Map of the Natchez District as it may have looked between 1779 and 1799.
Daughter Patience married James Cooper who was killed by Indians on Jul 21, 1776 in Washington Co. NC.
Son Frederick married Sarah Berthe who was born in 1756. They may have had a daughter named Patience who married Josephus Smith first and then John Baker between 1790 and 1797, and died in West Feliciana Parish LA in 1846. Frederick's youngest daughter Priscilla married Calvin Smith. Another daughter Sallie married Israel Smith "of Mt. Independence plantation, Second Creek" who owned land adjoining Frederick's brother Arthur Cobb by 1790 [microfilm source in Price Genealogy Case Study Project, p. 6].
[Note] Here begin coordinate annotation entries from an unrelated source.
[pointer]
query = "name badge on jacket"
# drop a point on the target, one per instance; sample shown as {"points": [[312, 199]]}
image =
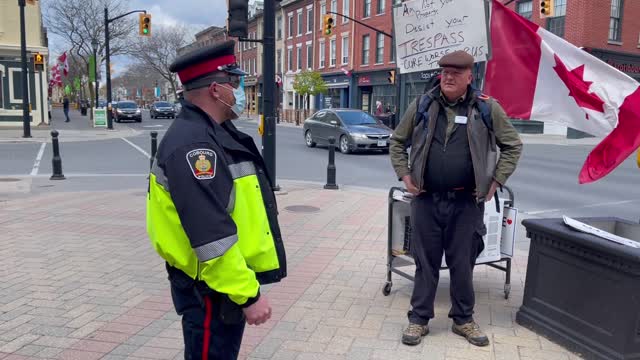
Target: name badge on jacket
{"points": [[461, 120]]}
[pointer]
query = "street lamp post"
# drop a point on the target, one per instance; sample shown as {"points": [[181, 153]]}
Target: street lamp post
{"points": [[94, 46]]}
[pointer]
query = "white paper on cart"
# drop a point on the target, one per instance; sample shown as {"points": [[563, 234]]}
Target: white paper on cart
{"points": [[580, 226]]}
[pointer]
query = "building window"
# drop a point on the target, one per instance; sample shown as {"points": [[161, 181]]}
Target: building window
{"points": [[525, 9], [321, 54], [615, 33], [323, 11], [379, 48], [381, 5], [345, 10], [345, 50], [300, 24], [279, 61], [556, 23], [367, 8], [332, 52], [290, 35], [279, 27], [365, 49]]}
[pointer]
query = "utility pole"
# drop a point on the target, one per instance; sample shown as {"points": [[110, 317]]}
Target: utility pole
{"points": [[269, 90], [108, 56], [26, 123]]}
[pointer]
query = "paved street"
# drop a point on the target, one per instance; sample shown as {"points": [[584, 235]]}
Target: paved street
{"points": [[80, 280], [545, 182]]}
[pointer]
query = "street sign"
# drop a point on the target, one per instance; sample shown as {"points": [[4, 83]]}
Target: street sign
{"points": [[99, 117], [38, 62], [426, 30]]}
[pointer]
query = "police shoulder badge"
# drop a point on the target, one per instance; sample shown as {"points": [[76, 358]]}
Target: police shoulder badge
{"points": [[202, 163]]}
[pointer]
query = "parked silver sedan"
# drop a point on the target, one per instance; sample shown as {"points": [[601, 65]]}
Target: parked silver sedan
{"points": [[354, 130]]}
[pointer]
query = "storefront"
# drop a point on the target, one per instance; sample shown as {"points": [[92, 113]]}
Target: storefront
{"points": [[373, 87], [625, 62], [337, 95]]}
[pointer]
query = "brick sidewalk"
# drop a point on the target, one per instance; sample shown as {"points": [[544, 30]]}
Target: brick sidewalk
{"points": [[81, 281]]}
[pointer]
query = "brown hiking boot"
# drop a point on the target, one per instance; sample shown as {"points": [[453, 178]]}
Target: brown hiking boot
{"points": [[472, 332], [413, 334]]}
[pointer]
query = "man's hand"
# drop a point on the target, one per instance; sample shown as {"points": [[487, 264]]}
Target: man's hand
{"points": [[492, 190], [409, 185], [259, 312]]}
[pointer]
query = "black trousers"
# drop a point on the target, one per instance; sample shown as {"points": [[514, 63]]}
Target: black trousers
{"points": [[451, 223], [209, 330]]}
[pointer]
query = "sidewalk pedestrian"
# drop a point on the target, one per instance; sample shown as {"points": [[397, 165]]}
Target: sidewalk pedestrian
{"points": [[211, 211], [65, 107], [453, 130]]}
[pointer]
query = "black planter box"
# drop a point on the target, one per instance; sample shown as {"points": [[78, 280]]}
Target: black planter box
{"points": [[583, 291]]}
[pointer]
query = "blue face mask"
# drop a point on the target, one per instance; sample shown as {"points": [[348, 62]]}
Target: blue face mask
{"points": [[241, 99]]}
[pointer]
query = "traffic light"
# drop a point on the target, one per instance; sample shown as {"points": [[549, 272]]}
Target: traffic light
{"points": [[145, 24], [546, 8], [238, 20], [392, 77], [327, 21]]}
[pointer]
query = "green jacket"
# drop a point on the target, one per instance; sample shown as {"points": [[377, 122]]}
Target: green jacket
{"points": [[482, 141]]}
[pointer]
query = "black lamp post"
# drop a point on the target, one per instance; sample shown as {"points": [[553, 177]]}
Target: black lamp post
{"points": [[94, 46]]}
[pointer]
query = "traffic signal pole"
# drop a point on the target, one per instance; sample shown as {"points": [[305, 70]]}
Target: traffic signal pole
{"points": [[108, 58], [269, 90]]}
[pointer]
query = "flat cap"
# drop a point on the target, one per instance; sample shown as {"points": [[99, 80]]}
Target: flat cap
{"points": [[207, 60], [458, 59]]}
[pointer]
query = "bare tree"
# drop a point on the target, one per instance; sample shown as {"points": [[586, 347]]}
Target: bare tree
{"points": [[159, 50], [79, 22]]}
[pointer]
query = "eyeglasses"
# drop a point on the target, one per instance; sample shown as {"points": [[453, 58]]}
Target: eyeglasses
{"points": [[232, 80]]}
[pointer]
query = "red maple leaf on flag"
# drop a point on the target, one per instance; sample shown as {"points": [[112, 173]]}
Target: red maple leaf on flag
{"points": [[578, 87]]}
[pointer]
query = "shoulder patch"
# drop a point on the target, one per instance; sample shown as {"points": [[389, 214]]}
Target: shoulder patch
{"points": [[202, 163]]}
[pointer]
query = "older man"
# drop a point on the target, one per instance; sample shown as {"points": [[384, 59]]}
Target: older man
{"points": [[453, 131], [211, 213]]}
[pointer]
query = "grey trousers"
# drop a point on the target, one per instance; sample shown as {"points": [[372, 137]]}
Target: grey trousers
{"points": [[450, 222]]}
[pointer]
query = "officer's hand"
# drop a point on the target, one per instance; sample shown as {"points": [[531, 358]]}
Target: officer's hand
{"points": [[409, 185], [492, 190], [259, 312]]}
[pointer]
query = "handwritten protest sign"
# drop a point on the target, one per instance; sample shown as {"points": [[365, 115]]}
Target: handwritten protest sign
{"points": [[426, 30]]}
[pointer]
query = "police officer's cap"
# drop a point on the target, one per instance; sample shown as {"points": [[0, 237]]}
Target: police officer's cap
{"points": [[197, 64], [458, 59]]}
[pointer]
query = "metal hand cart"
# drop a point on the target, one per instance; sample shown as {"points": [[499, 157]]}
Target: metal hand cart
{"points": [[399, 234]]}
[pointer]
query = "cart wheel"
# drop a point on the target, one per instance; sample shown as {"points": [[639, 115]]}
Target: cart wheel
{"points": [[387, 289]]}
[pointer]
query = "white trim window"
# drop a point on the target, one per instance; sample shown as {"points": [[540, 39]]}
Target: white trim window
{"points": [[332, 52], [321, 54], [290, 23], [309, 20], [345, 10], [345, 50]]}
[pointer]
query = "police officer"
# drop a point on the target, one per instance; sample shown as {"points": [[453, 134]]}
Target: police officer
{"points": [[453, 131], [211, 213]]}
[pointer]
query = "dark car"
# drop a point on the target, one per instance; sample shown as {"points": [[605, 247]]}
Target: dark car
{"points": [[162, 109], [128, 110], [354, 130]]}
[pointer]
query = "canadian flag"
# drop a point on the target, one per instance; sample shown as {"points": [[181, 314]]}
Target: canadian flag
{"points": [[538, 75], [63, 60]]}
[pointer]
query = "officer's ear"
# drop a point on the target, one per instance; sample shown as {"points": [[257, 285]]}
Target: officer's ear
{"points": [[214, 90]]}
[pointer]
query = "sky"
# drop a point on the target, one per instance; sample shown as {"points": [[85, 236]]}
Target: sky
{"points": [[196, 14]]}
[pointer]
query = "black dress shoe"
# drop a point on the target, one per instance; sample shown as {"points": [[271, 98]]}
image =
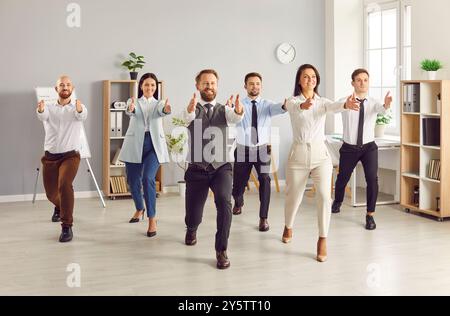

Feliciana Parish was established in 1810. In 1824 West Feliciana Parish was created from it. It is located just south of the southern Mississippi state line. (see Map of Louisiana Parishes for location).
In the 1840 Census for West Feliciana Parish LA, there is a "Mrs. Mary Cobb" but no other Cobbs.
SOURCES:
Adams Co. Mississippi Genealogy & History Network, "1792 Census for Natchez District (under Spanish Government control)", 2009, 1792 Census.
Adams Co. MS Index to Deed Records, 1780-1798, on microfilm, A-105.
Clark, Walter, State Records of North Carolina Vol XVII 1781-1785, Broadfoot Publishing, Wilmington NC, 1994, pp. 287-8, 294.
Diocese of Baton Rouge Department of Archives, Catholic Church Records, vol. 2 (1770-1803), Baton Rouge LA, p. 387.
McBee, May Wilson, Natchez Court Records 1767-1805, Abstract of Early Records, Greenwood MS, 1953, Book A, p. 30, pp. 14-15, 27, 55, 40-43, 88-89, 152-3, 171, 309-10, Book D, p. 458.
MS Dept. of Archives & History (MDAH), Jackson MS, rootsweb, Early Mississippians in Spanish Natchez.
MS Dept. of Archives and History (MDAH), microfilm no. 5618, roll 3, various doc.
Price Genealogy, Case Study - John Baker, Jun 22, 2019, within website, pricegen.com.
U.S. 1840 Census, West Feliciana Parish LA, Index, USGenWeb, transcribed by Karen Sherman, 2002.
Virginia Land Patents, Book 8, p. 16.
Wells, Carol, Natchez Postscripts 1781-1798, Heritage Books, Bowie MD, 1992, pp. 50-52.
White, Gifford, "James White and John White", Wm. Wiseman & the Davenports, Pioneers Of Old Burke County, North Carolina, v.2, by M.L.Vineyard & E.M.Wiseman, Franklin NC, 1997, pp. 86-96, 107-112.
White, Gifford, James Taylor White of Virginia and some of his descendants into Texas, Austin, TX, April 1982.